O antigo presidente do CDS Adriano Moreira disse na terça-feira que não se deve esquecer o Estado social em alturas de crise, sublinhando que a Constituição garante ensino e saúde gratuitos.

"Estamos a atravessar a maior das crises (...).Não nos devemos esquecer nunca de falar do Estado social, porque o Estado social é uma convergência de deveres que são normativos e a Constituição portuguesa até faz isso de uma maneira claramente normativa, porque diz: o ensino gratuito na medida do possível, a saúde na medida do possível", recordou.

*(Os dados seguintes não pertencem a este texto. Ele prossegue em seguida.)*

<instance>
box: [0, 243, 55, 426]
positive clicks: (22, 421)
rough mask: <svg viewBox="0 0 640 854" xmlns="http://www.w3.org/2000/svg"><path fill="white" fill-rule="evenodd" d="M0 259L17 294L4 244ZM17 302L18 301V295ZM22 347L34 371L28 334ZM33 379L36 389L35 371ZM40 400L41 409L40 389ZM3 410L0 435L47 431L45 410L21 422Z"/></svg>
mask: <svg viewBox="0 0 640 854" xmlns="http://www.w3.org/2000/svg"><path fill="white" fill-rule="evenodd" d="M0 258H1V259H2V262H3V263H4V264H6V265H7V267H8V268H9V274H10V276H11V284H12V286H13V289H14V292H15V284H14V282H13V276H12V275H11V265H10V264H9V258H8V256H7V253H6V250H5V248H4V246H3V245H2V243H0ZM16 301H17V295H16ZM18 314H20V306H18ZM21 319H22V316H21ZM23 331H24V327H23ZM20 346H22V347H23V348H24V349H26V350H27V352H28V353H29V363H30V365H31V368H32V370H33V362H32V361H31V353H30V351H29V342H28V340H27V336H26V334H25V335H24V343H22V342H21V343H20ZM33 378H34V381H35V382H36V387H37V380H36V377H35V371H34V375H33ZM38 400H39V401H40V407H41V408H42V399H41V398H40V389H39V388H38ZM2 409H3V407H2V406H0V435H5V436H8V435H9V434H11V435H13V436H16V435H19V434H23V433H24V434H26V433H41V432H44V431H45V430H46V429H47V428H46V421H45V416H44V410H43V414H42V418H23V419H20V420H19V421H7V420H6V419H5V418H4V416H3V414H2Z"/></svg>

Adriano Moreira falava na apresentação do livro O direito ao quotidiano estável - Uma questão de direitos humanos, do constitucionalista José Fontes, que teve lugar na Fundação Mário Soares, em Lisboa. "Neste momento, a negação do Estado social ofende todo o esforço no sentido de encontrar um paradigma comum", acrescentou, sublinhando que esse "esforço tem que ser igual para que todos possam construir a sua vida de acordo com o seu projecto".

A apresentação do livro esteve ainda a cargo do presidente da Comissão Nacional Justiça e Paz, Alfredo Bruto da Costa, que considerou "extremamente grave" que os direitos "adquiridos e consagrados" estejam a ser "postos unilateralmente em causa".

"Discutem a sustentabilidade da segurança social, mas não discutem a obrigação de o Estado pagar pensões [em troca das contribuições que recebe]. Imaginem se em vez do Estado fosse uma companhia de seguros, o que acontecia? A gente levava-a para tribunal", exemplificou Bruto da Costa. “José Fontes pensa que há direitos que não podem regredir – e eu também. Uma crise pode recomendar o ajustamento da jurisprudência, mas nunca anular o Direito, como aconteceu entre nós".

Em O Direito ao Quotidiano Estável, José Fontes observa que a democracia sempre esteve ligada a níveis diversos de equidade e de justiça e à possibilidade de acesso a bens e a serviços primários por parte de todos. “Quando se coloca em crise o direito ao quotidiano estável coloca-se em causa o próprio regime democrático. Quando os Estados renunciam ao exercício da soberania que os povos com eles contrataram e o transferem, unilateralmente, para o sistema de negócios desaparecem os princípios da justiça e da equidade, ou pelo menos a sua percepção é perigosamente colocada em crise”, argumenta o constitucionalista, para quem não é razoável que as pessoas possam ser sujeitas a políticas que as impedem de responder com dignidade às exigências mínimas do dia-a-dia. Por isso, defende, os Estados devem assegurar reservas, financeiras e não só, que garantam a manutenção de tais direitos.

“Em função do fraco desempenho económico imaginamos o regresso à escravatura ou ao trabalho sem salário? Aceitaremos no futuro a eliminação dos dias de descanso ou das férias?”, interroga José Fontes, que exige maior transparência nos gastos do Estado. “Todos devemos conhecer os valores pagos a consultores e a grandes escritórios de advogados, as transferências efectuadas para entidades privadas (como os partidos políticos), os benefícios fiscais atribuídos a particulares e as entidades que fraudulentamente solicitam o reconhecimento do interesse público”.